Absolutely. There are whole groups of people being called terrorists who have nothing to do with terrorism. And some acts of terrorism are seen as less of a threat because they are being carried out by white people. I'm stunned that the fear of radicalization centers so deeply around Islam when there is such a surge in white supremacist rhetoric and violence in the western world. Running also shows how fluid and unstable these kinds of acts can be. The characters peripherally involved are young and are shocked at how something they did out of thoughtlessness or a whim could have devastating real world implications.

How do you think young queer people differ today than young people in that time?
I couldn't have anticipated how much things would change. It's a different world. The feeling that you need to look over your shoulder just because of your sexuality or gender expression; that you had to be closeted; that you expected abuse; that there was little representation of your life in popular culture—all that was real, everyday stuff. I know it still is for many, and that my perspective as a New Yorker is probably skewed. And I know that we have to keep on our toes in the current political climate, but that sense of discrimination and implicit threat simply because you are queer is becoming more of a distant memory every year.

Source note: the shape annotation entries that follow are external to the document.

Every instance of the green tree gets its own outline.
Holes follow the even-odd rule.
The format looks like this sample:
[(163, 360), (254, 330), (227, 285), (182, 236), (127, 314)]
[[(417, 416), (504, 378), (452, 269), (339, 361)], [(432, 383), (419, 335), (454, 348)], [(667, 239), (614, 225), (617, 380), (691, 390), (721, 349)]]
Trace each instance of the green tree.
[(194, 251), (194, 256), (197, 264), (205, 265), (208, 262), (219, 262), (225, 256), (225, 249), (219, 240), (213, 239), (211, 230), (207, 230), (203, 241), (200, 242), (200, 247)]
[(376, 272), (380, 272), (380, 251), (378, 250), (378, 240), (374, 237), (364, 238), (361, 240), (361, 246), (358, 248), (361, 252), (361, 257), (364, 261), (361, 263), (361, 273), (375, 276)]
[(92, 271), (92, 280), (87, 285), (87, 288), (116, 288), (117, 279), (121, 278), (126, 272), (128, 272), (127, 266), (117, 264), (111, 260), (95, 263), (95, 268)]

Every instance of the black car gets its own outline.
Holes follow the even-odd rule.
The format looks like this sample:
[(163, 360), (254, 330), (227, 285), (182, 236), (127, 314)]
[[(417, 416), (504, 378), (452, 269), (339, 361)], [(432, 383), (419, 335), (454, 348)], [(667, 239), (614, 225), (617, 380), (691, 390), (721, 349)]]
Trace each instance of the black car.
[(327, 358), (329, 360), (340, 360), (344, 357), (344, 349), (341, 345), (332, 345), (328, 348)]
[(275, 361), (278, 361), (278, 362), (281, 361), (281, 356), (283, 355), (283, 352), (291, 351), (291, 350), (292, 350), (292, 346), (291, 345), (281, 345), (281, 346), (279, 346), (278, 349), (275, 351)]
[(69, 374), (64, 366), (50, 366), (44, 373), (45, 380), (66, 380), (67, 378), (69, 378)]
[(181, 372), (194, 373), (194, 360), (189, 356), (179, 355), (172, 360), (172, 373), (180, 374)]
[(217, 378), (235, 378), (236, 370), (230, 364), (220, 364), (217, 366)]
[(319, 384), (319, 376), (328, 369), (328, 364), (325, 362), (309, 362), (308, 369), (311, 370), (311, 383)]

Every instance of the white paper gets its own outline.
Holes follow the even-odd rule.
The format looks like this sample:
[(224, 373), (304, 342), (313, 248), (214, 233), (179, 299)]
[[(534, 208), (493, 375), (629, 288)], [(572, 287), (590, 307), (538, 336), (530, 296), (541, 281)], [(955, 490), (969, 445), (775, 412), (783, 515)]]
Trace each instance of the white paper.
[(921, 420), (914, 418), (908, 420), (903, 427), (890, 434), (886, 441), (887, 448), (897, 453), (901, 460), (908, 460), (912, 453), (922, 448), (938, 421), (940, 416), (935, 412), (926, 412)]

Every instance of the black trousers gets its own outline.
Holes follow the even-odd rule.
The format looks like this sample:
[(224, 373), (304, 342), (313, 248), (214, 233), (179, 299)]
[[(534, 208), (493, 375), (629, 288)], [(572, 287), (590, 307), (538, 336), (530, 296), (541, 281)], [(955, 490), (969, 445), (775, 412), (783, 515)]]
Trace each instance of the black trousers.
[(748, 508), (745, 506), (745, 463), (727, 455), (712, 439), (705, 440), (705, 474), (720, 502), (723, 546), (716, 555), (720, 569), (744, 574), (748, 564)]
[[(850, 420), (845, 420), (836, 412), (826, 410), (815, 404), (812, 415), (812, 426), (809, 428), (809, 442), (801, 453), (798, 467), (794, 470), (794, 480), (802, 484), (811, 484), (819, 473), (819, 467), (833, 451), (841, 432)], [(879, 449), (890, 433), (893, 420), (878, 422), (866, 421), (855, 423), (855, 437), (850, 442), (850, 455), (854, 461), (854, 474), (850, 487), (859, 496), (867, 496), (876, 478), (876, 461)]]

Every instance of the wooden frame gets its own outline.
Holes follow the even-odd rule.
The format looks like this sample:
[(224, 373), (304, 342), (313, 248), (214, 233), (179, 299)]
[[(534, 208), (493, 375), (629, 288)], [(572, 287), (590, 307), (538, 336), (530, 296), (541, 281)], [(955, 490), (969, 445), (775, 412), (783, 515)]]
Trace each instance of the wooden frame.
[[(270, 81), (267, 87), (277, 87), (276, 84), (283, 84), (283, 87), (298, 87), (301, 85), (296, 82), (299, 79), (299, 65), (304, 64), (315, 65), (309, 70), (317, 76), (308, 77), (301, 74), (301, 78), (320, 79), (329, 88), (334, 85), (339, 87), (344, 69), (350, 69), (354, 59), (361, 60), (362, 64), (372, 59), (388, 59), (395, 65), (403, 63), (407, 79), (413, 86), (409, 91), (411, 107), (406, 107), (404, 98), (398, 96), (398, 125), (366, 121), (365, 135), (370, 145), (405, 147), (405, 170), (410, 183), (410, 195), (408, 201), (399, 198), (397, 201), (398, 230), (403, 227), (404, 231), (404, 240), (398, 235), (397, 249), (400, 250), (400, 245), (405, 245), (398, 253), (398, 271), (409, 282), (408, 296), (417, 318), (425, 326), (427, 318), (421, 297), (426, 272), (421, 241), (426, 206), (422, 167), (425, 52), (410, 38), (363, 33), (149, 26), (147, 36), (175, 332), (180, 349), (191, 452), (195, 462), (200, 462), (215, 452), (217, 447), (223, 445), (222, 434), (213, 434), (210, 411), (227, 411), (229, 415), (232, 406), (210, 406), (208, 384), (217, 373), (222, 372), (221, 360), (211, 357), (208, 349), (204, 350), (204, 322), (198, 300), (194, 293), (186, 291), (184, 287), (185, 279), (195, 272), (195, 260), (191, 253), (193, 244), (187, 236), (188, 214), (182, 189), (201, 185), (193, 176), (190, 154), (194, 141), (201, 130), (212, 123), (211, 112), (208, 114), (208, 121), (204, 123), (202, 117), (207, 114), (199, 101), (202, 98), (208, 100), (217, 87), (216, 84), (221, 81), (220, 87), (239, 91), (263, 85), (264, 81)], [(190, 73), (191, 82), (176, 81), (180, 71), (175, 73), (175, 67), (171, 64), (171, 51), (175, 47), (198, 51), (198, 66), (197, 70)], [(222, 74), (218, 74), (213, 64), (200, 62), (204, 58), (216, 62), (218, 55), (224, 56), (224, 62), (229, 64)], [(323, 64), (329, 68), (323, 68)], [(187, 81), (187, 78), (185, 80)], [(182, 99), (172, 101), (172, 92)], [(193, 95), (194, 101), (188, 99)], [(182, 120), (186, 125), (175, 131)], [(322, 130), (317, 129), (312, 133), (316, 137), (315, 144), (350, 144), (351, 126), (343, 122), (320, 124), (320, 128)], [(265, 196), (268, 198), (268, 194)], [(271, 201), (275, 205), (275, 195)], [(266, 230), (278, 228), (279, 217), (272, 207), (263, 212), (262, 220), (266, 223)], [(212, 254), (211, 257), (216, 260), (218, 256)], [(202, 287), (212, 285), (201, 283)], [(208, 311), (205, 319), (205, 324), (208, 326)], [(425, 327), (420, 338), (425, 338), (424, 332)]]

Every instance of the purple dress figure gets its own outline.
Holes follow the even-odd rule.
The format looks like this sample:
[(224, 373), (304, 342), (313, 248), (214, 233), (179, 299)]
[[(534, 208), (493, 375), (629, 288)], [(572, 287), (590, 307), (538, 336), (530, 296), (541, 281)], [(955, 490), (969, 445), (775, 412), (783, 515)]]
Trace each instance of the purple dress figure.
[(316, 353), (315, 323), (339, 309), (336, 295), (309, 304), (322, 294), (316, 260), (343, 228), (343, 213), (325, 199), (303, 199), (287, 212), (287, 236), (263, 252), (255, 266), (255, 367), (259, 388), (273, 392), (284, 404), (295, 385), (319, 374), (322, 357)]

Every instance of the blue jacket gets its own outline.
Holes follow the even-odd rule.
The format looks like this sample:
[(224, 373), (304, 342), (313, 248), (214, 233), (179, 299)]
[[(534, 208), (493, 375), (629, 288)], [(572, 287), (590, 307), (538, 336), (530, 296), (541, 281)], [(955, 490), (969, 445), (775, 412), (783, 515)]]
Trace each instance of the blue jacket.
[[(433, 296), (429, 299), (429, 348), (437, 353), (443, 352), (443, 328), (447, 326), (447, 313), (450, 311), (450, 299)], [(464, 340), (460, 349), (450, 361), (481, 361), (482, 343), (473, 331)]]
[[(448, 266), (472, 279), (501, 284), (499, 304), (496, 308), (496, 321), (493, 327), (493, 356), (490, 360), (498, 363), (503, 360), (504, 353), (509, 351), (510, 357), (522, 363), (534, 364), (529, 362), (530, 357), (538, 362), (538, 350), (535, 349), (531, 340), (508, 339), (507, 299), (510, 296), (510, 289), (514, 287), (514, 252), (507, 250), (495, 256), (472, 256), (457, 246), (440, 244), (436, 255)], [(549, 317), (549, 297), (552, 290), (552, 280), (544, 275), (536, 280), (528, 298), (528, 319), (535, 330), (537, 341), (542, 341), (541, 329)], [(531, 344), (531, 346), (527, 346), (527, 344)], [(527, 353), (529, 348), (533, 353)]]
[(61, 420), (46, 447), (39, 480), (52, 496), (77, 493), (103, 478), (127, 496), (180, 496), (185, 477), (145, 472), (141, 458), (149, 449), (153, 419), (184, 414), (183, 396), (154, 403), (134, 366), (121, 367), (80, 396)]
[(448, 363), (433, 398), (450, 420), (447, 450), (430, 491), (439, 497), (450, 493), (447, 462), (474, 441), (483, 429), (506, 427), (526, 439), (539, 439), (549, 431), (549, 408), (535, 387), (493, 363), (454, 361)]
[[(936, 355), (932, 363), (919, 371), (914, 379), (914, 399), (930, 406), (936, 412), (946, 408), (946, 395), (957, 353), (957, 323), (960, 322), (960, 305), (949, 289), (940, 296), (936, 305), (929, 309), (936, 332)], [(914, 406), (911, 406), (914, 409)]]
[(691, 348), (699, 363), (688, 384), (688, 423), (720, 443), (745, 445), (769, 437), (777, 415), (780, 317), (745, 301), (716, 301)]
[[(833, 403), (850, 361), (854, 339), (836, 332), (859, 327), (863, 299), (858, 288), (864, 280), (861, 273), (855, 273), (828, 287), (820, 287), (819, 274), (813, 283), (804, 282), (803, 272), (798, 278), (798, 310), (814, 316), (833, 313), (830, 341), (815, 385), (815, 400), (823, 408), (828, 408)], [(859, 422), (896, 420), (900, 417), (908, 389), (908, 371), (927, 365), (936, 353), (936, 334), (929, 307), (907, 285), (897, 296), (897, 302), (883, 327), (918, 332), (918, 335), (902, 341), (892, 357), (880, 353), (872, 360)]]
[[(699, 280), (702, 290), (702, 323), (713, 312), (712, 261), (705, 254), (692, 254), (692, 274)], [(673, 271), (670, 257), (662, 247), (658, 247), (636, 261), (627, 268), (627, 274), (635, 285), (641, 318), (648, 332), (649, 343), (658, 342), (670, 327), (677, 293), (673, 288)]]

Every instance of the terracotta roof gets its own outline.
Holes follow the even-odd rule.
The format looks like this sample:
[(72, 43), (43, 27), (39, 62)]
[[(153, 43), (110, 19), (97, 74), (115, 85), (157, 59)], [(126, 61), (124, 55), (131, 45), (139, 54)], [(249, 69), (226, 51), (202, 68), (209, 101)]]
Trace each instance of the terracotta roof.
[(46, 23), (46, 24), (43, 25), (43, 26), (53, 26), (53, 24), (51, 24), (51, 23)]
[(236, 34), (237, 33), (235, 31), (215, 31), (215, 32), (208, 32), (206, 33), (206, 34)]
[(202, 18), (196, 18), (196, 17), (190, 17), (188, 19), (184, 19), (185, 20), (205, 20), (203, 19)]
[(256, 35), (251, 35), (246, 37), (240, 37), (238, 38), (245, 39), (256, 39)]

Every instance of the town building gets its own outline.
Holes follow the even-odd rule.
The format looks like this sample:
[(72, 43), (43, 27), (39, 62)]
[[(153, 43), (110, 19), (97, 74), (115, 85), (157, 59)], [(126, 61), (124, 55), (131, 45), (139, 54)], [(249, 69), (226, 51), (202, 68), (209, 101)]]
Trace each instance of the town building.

How did that affect the art?
I don't think being closeted has never made the art better. I do think being an outsider gives you an important perspective.There may be something about the pure resistance against the institutions that told us our very existence was wrong. There was definitely a clarifying urgency to rejecting those ideas. The artist and writer David Wojnarowicz fought hard against the idea of the "One-Tribe Nation," by which he meant the institutions that hate difference, that want us to be quiet suburban consumers and to look and act a certain way. Being included in the One Tribe Nation is not the same as resisting it. As Milo says in Running, "I don't need a fascist to acknowledge my humanity."